What Is an Alimony Payment?
An alimony payment—also called a “spousal” or “maintenance” payment in some parts of the United States—is a periodic, predetermined sum awarded to a spouse or former spouse following a separation or divorce. Payment structures and requirements to fulfill alimony are outlined by a legal decree or court order.
- Alimony payments are legally mandated monetary transfers from one ex-spouse to another to support the lifestyle of the other.
- Payments are normally issued in cases where one spouse earns a higher income than the other.
- Refusing to pay or not keeping up to date with alimony payments may result in civil or criminal charges for the payer.
- The Tax Cuts and Jobs Act (TCJA) eliminated the tax deduction for alimony payments on divorce agreements executed on or after Jan. 1, 2019.
How Are Alimony Payments Determined?
Alimony is a legal obligation in which one spouse makes regular payments to the other spouse—former or current. Payments are normally issued in cases where one spouse earns a higher income than the other. When a married couple becomes legally separated or divorced, both parties can agree to the conditions of alimony on their own. However, if they can’t come to an agreement, then a court may determine the legal obligation—or alimony—for one individual to provide financial support to the other. Some of the things that a judge will consider include:
- The amount that each party may reasonably earn every month
- The reasonable expenses that each party will incur
- If alimony can make it possible for the receiving party to maintain a lifestyle that is close to what the couple had during the marriage
- The length of the marriage
- The age and health of each spouse
- The earning capacity of each spouse
- The financial situation of each spouse
- The economic and noneconomic contributions that each spouse made to the marriage
- Any economic opportunities lost due to the marriage
- Any other factor that a judge deems pertinent to determining whether alimony should be awarded—and how much
Alimony payments may not be issued if both spouses have similar annual incomes or if the marriage is fairly new.
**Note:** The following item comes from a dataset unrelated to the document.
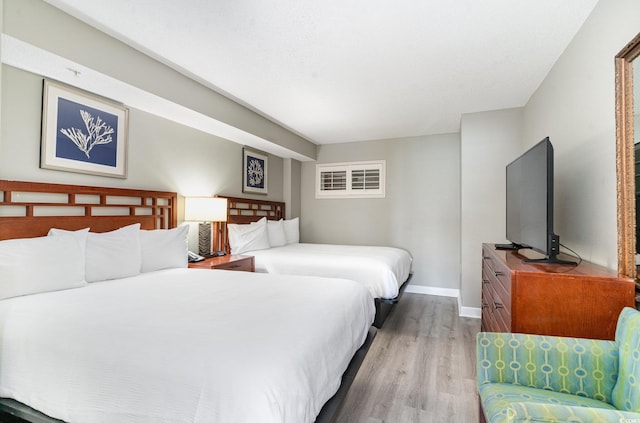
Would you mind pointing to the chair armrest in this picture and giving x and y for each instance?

A judge—or both parties—also might set an expiration date at the onset of the alimony decree, after which time the payer is no longer required to provide financial support to their spouse.
Specific types of alimony available can vary from state to state. In California, for example, there are five:
- Temporary Alimony—Paid while the divorce is pending, it can include divorce costs and daily expenses, and it ceases once the divorce is finalized.
- Permanent Alimony—Paid on a monthly basis, it continues until the death of either spouse or the remarriage of the lower-earning spouse.
- Rehabilitative Alimony—Paid while the lower-earning spouse attempts to increase their employment chances through education or training or while on a job search, it ceases either after a fixed period of time or when the payee becomes self-supporting.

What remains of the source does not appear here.